Dużo bardziej solidną alternatywą dla narzędzi płatnych w zakresie CAT jest MateCat. Dużo bardziej przypomina np. popularne MemoQ. MateCat umożliwia również pracę w ramach zewnętrznych projektów. Oferuje on takie procesy jak przydzielanie i przyjmowanie zleceń. Umożliwia również przypisywanie ról w konkretnym zleceniu (tłumacz/weryfikator). Pracowałam z tym narzędziem i nadal wolę MemoQ. Uważam jednak, że MateCat to bardzo dobra, darmowa opcja, by wykonywać tłumaczenie wspomagane komputerowo.

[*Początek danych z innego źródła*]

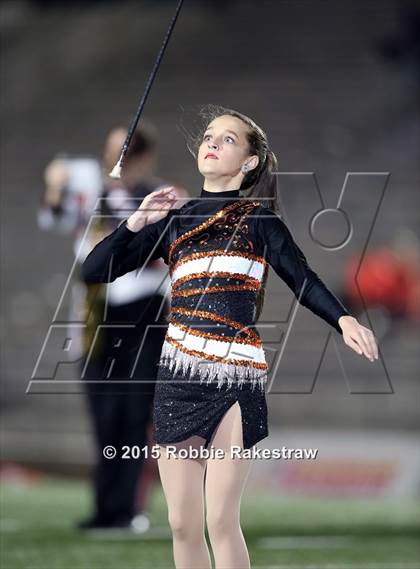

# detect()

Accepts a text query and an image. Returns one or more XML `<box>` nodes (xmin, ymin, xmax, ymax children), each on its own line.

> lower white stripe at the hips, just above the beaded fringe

<box><xmin>167</xmin><ymin>323</ymin><xmax>266</xmax><ymax>367</ymax></box>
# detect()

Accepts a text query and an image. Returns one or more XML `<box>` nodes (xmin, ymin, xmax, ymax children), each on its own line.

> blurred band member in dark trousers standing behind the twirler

<box><xmin>38</xmin><ymin>123</ymin><xmax>187</xmax><ymax>532</ymax></box>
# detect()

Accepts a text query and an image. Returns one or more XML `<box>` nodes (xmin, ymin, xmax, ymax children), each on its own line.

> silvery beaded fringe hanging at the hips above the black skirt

<box><xmin>159</xmin><ymin>341</ymin><xmax>267</xmax><ymax>390</ymax></box>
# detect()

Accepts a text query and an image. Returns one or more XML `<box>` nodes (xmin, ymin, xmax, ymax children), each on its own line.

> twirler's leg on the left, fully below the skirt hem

<box><xmin>158</xmin><ymin>440</ymin><xmax>211</xmax><ymax>569</ymax></box>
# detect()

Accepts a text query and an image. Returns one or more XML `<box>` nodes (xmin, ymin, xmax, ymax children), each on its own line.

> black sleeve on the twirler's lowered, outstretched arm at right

<box><xmin>258</xmin><ymin>207</ymin><xmax>351</xmax><ymax>334</ymax></box>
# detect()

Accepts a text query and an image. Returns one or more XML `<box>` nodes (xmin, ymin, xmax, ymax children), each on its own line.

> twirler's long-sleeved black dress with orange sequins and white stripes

<box><xmin>82</xmin><ymin>189</ymin><xmax>349</xmax><ymax>449</ymax></box>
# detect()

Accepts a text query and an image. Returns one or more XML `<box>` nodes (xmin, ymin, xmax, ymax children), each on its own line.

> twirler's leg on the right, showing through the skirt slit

<box><xmin>205</xmin><ymin>402</ymin><xmax>252</xmax><ymax>569</ymax></box>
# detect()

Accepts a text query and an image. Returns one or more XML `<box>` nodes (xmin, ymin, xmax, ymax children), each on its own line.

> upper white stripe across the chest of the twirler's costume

<box><xmin>172</xmin><ymin>255</ymin><xmax>264</xmax><ymax>282</ymax></box>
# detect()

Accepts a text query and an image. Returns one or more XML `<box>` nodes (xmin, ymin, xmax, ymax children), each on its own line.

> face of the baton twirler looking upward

<box><xmin>197</xmin><ymin>115</ymin><xmax>253</xmax><ymax>179</ymax></box>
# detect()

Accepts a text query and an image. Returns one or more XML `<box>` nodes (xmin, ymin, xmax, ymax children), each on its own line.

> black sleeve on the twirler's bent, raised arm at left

<box><xmin>81</xmin><ymin>210</ymin><xmax>174</xmax><ymax>283</ymax></box>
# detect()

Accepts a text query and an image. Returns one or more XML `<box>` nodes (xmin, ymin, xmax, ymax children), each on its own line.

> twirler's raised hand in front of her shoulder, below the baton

Quality Assurance – sprawdzanie jakości tłumaczenia
Ważnym krokiem w sprawdzaniu jakości tłumaczenia jest tzw. Quality Assurance (QA). Jest to proces wykrywania takich błędów, które komputer jest w stanie rozpoznać. Są to więc literówki, błędny format zapisu np. liczby, weryfikacja tłumaczenia z glosariuszem czy sprawdzenie spójności (czy powtarzający się termin tłumaczono w ten sam sposób). Jedyną darmową opcją, jaką udało mi się znaleźć w tym zakresie, jest QA Distiller. To naprawdę dobry program do tego celu. Należy dodać, że kiedyś był płatny. Został udostępniony za darmo ze względu na pandemię COVID-19. Zamiast opłaty za licencję zachęca się użytkowników do wpłat na rzecz Tłumaczy bez Granic.
Narzędzia OCR
Kolejnym ważnym przyrządem dla tłumacza będą narzędzia OCR, czyli służące do optycznego rozpoznawania znaków. Pozwalają na „wyciągnięcie” tekstu z grafiki, w którą ten jest wbudowany. OCR jest szczególnie ważny dla tłumaczy przysięgłych. Ci często pracują na skanach, a nie tekstach w formie elektronicznej. Niestety, mam złą wiadomość. Choć darmowych narzędzi OCR jest mnóstwo, żadne z nich mi się nie sprawdziło. Żadne nie pozwoliło na odczytanie tekstu tak dobrze, abym mogła na jego podstawie wykonywać tłumaczenie.
Liczba znaków, czyli statystyka
Kwestią fundamentalną w tłumaczeniu jest liczba znaków. To według niej wyceniane jest tłumaczenie i określana jest strona przeliczeniowa tłumaczenia. Na szczęście ta opcja dostępna jest dosłownie dla każdego. Aby ją poznać, wystarczy mieć program w stylu Worda. Po wybraniu opcji „Statystyka wyrazów” dokładnie poznamy interesującą nas liczbę znaków ze spacjami.
Narzędzia CAT. Darmowe wsparcie pracy tłumacza
Podsumowując, należy stwierdzić, że są dostępne ciekawe narzędzia CAT. Darmowe wsparcie pracy tłumacza nie musi być wcale złe. Nie wydając ani złotówki, można korzystać zarówno z niezłego CATa, jak i z solidnego programu do QA. To dobra opcja dla studentów czy osób początkujących, które nie są pewne, czy płatne, drogie narzędzia, będą im w ogóle potrzebne.